Nevada Test Site
Troops are shown participating in exercise Desert Rock I in November 1951. It was the first U.S. nuclear field exercise conducted on land; troops shown are a mere 6 miles from the blast at the Nevada Test Site - now known as the Nevada National Security Site. A scare at the site ended without incident Tuesday afternoon after federal and local authorities determined that a suspicious item found there was "non-threatening." Wikimedia Commons

A Nevada nuclear scare ended without incident Tuesday afternoon after federal and local authorities determined that a suspicious item found at a nuclear site in the Silver State was "non-threatening."

Federal and local crews responded to the Nevada National Security Site, located about 65 miles northwest of Las Vegas, on Tuesday after a suspicious item was found at about 7 p.m.
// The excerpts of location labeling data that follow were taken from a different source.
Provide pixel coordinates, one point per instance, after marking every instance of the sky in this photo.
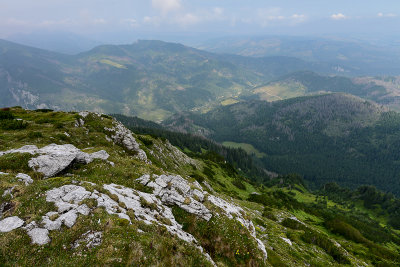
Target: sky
(111, 18)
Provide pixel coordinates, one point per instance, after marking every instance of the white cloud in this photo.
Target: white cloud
(187, 19)
(338, 16)
(166, 6)
(130, 22)
(387, 15)
(218, 11)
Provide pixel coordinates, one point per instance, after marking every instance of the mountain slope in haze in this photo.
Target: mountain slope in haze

EST near a factory at the site, Dave Taylor, a spokesman for the site, told CNN.

But the item was found to be "non-threatening" by 10 p.m. EST by authorities, Taylor told the network.

"A suspicious item was found outside the Device Assembly Facility security perimeter fence and we have determined that it involves a non-threatening item," Taylor said, according to the Las Vegas Review-Journal newspaper.

"We acted out of an abundance of caution," Dante Pistone, another site spokesman, told CNN. "There will be a lot of follow-up on this."

Taylor added that he had no information about how the item was found or how it may have come to be at the site, according to the Review-Journal.

The National Nuclear Security Administration released a statement alerting the media to the situation while the nature of the item was still being investigated, but it had not provided further details as of 8:45 p.m. EST., according to KLAS-TV Las Vegas.

The Nevada National Security Site - formerly known as the Nevada Test Site - spans 1,375 square miles, and it has been used as a nuclear weapon test site for several decades, according to CNN.